Not sure what you are suggesting so :)
It shouldn't be the draw thread that must copy the coeffs, but the audio one!
What you are supposed to do is copy the coefficients from the audio data to a shared buffer in the audio thread if you can get the lock without waiting. You are then supposed to copy those coefficients from the shared buffer into a GUI-side buffer in the GUI thread so that you don't need to hold the lock while you draw.

Yes, that's right. Both threads should copy and the shared buffer should be treated as a "communication channel" only. Since your communication scheme is probabilistic (ie. on average you can get a certain percentage of messages through in time) you want to maximise that probability by minimising the time you hold the lock with either thread.
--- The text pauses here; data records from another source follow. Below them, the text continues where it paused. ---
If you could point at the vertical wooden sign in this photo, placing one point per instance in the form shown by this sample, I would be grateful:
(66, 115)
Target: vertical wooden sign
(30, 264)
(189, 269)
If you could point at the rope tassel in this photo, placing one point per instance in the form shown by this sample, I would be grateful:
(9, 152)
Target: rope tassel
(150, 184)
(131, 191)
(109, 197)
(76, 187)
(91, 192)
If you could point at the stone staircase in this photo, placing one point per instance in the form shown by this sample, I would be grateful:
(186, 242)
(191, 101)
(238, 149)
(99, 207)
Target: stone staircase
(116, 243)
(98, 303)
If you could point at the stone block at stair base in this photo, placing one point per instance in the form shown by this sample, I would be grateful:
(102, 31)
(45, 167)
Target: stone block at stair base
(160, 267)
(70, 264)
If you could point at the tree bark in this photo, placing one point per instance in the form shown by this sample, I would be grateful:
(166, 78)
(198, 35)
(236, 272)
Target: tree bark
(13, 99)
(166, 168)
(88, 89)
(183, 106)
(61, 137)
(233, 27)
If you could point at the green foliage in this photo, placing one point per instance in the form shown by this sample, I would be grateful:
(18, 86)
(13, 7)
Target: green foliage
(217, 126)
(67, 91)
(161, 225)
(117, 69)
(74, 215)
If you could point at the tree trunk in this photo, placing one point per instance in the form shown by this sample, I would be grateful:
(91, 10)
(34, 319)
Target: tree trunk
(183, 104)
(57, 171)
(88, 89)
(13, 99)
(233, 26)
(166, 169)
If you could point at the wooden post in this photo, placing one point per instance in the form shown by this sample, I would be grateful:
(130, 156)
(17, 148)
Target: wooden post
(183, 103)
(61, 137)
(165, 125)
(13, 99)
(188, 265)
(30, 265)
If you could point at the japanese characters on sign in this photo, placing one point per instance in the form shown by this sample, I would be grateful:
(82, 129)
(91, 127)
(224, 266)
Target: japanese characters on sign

i.e. the gui hread (or better, the critical section of the gui thread, which are 200 for-iterations in my example) run entirely for 1/60 of second @ 60FPS, and after it finished the audio thread is delayed instead.
The point of critical sections is to keep them as small as possible. In this case the minimum you need to do is read the data once (to copy it somewhere else). It's especially important in this kind of scheme where the other thread won't wait, since every time you hold the lock when the audio thread tries to write new data, you miss that data. Even if you just copy the data quickly, it is going to happen once in a while, but the longer you hold the lock the more often it will happen (eg. if you hold the lock 50% of the time, then you expect to miss about 50% of the updates).

With a scheme like this, just copy the data on both sides. Even if you are moving around a couple of dozen megabytes per second, one extra copy is not going to make a whole lot of difference (beyond that it might make some sense to worry about it, but not at the expense of holding a critical section longer than necessary).